Procédure devant la cour :
Par une requête et un mémoire, enregistrés les 14 novembre 2018 et 27 janvier 2019, Mme A..., représentée par Me D..., demande à la cour :
1°) d'annuler ce jugement du 18 octobre 2018 par lequel le tribunal administratif de Besançon a rejeté sa demande tendant à l'annulation de l'arrêté du 3 mai 2018 par lequel le préfet du Jura a rejeté sa demande de titre de séjour, lui a fait obligation de quitter le territoire français dans un délai de trente jours et a fixé le pays de destination ;
2°) d'annuler cet arrêté du 3 mai 2018 ;
3°) d'enjoindre, à titre principal, au préfet du Jura de lui délivrer un titre de séjour temporaire mention " vie privée et familiale " dans un délai d'un mois à compter de la notification de l'arrêt à intervenir et à titre subsidiaire, d'enjoindre au préfet du Jura de réexaminer sa situation dans un délai d'un mois à compter de la notification de l'arrêt à intervenir et de lui délivrer durant cet examen une autorisation provisoire de séjour l'autorisant à travailler ;
4°) de mettre à la charge de l'Etat une somme de 1 500 euros à verser à son conseil en application des articles L. 761-1 du code de justice administrative et 37 de la loi du 10 juillet 1991.
Elle soutient que :
- le préfet ne démontre pas que le médecin ayant rédigé le rapport n'a pas siégé au sein du collège de médecins ayant émis l'avis concernant son état de santé ;
- l'avis par le collège n'a pas donné lieu à une délibération eu égard à la distance géographique entre les médecins le composant, méconnaissant ainsi le caractère collégial de l'avis prévu par l'article 6 de l'arrêté du 27 décembre 2016 ;
- la décision méconnait le 11° de l'article L. 313-11 et le 10° de l'article L. 511-4 du code de l'entrée et du séjour des étrangers et du droit d'asile, les principes actifs des médicaments qui lui sont prescrits en France ne figurent pas dans la liste essentielle des médicaments, ce qui démontre l'indisponibilité des soins au Kosovo ; l'interruption du traitement aura des conséquences graves pour sa santé ;
- la décision fixant le pays de destination méconnaît l'article 3 de la convention européenne de sauvegarde des droits de l'homme et des libertés fondamentales et l'article L. 513-2 du code de l'entrée et du séjour des étrangers et du droit d'asile.

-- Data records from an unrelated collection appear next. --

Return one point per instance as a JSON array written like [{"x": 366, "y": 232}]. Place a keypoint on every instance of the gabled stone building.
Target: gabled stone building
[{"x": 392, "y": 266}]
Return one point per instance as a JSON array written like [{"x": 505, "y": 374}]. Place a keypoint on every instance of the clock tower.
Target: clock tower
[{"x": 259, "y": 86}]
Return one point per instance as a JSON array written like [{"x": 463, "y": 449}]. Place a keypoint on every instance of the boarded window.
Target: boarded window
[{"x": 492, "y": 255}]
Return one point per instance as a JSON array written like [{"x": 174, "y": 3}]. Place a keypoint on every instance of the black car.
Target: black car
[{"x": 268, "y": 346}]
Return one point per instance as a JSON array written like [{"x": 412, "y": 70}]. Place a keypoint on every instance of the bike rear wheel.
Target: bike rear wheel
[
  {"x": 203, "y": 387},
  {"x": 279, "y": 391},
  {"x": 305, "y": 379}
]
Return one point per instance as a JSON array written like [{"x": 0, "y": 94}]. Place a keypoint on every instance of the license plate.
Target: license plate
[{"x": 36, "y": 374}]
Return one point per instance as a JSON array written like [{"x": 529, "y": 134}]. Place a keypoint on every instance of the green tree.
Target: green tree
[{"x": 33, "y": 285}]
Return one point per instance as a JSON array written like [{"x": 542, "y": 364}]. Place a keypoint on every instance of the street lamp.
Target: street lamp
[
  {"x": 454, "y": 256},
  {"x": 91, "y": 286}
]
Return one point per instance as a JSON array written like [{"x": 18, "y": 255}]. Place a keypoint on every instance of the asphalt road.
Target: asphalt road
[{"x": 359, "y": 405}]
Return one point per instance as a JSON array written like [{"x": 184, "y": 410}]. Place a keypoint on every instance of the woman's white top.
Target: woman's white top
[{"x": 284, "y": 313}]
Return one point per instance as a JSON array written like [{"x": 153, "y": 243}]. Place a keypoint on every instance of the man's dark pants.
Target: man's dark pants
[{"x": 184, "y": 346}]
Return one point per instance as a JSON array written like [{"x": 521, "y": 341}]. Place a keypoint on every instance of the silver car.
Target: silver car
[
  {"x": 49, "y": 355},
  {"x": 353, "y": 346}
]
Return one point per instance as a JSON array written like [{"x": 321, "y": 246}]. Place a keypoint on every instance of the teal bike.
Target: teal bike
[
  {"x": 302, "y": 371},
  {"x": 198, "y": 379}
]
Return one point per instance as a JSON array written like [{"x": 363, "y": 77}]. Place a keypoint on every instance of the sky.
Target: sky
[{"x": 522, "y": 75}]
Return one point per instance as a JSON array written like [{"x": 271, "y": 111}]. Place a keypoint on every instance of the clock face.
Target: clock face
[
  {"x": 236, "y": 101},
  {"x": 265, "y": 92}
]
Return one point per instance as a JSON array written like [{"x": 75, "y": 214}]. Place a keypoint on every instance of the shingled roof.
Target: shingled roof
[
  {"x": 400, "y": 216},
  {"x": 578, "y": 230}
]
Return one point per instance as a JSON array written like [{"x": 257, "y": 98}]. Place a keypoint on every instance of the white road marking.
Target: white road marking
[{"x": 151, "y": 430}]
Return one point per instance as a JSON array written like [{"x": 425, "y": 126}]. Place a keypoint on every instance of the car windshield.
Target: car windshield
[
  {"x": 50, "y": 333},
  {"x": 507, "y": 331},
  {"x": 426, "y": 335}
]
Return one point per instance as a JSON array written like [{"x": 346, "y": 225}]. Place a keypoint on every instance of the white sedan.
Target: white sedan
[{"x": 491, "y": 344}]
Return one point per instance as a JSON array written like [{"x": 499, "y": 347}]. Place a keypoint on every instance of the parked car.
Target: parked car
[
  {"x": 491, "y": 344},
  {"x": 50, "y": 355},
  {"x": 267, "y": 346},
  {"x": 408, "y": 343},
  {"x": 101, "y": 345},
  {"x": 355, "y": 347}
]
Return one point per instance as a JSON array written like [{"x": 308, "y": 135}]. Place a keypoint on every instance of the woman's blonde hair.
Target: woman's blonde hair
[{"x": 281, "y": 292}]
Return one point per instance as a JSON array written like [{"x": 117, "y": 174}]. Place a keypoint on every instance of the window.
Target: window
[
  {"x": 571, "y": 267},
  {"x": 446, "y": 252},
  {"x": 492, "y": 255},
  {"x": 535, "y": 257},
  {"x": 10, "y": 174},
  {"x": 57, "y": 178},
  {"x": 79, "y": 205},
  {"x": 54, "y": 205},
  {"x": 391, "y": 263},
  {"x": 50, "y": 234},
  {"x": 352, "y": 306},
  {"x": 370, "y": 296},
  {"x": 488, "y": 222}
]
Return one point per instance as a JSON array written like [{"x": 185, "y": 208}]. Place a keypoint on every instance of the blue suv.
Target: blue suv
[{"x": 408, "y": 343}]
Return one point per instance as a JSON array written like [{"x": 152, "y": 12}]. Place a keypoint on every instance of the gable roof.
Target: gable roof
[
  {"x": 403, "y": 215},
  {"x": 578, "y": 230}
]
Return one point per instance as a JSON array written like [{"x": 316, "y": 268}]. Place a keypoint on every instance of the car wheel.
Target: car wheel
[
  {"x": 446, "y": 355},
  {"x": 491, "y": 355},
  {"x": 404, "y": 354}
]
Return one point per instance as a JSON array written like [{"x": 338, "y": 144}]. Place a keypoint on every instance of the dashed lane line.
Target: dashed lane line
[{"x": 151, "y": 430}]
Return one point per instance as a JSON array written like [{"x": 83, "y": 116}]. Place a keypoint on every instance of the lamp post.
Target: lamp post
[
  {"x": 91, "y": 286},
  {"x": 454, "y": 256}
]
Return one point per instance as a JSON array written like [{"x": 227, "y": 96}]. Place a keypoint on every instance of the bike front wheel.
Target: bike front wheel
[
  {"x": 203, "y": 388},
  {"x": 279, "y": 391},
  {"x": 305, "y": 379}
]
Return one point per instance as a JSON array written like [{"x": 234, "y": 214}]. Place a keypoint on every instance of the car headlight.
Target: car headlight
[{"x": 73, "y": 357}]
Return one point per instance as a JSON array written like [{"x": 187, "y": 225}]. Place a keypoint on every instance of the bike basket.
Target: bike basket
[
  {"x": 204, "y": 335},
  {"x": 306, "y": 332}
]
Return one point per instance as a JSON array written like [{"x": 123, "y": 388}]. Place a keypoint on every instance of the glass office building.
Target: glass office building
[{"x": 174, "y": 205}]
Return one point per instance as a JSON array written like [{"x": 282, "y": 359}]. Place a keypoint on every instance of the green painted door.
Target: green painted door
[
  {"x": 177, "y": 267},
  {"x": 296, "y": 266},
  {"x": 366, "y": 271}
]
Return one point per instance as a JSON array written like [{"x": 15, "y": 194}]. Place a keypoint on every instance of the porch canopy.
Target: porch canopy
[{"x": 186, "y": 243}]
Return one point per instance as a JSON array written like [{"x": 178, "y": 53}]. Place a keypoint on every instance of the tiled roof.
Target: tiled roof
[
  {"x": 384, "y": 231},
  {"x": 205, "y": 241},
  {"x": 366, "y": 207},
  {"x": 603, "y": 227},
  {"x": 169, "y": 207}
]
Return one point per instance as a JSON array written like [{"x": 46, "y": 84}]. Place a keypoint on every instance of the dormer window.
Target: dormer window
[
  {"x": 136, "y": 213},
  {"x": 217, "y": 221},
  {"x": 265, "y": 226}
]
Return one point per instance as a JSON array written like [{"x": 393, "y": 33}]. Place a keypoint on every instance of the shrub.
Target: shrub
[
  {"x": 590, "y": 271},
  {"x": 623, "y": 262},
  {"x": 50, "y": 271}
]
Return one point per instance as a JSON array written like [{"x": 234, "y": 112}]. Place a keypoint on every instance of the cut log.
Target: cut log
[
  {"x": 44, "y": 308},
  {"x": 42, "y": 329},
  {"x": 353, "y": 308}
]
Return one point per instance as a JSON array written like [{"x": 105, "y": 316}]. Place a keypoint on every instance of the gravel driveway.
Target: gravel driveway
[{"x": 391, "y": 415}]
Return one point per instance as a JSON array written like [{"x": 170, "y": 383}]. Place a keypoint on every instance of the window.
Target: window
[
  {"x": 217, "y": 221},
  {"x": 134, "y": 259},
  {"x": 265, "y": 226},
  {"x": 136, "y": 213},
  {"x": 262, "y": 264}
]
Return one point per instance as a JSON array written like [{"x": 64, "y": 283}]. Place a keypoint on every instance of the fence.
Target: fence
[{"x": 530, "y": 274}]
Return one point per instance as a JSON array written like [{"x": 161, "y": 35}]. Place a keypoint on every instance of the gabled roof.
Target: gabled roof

Par des mémoires en défense, enregistrés les 23 janvier et 13 mars 2019, le préfet du Jura conclut au rejet de la requête.
Il soutient les moyens soulevés par Mme A... ne sont pas fondés.
Mme A... a été admise au bénéfice de l'aide juridictionnelle totale par une décision du 18 octobre 2018.
Vu :
- les autres pièces du dossier ;
Vu :
- la convention européenne de sauvegarde des droits de l'homme et des libertés fondamentales ;
- le code de l'entrée et du séjour des étrangers et du droit d'asile ;
- la loi n° 91-647 du 10 juillet 1991 modifiée ;
- l'ordonnance n° 2020-305 du 25 mars 2020 modifiée ;
- l'arrêté du 27 décembre 2016 relatif aux conditions d'établissement et de transmission des certificats médicaux, rapports médicaux et avis mentionnés aux articles R. 313-22, R. 313-23 et R. 511-1 du code de l'entrée et du séjour des étrangers et du droit d'asile ;
- le code de justice administrative.
Le président de la formation de jugement a dispensé le rapporteur public, sur sa proposition, de prononcer ses conclusions à l'audience.
Les parties ont été régulièrement averties du jour de l'audience.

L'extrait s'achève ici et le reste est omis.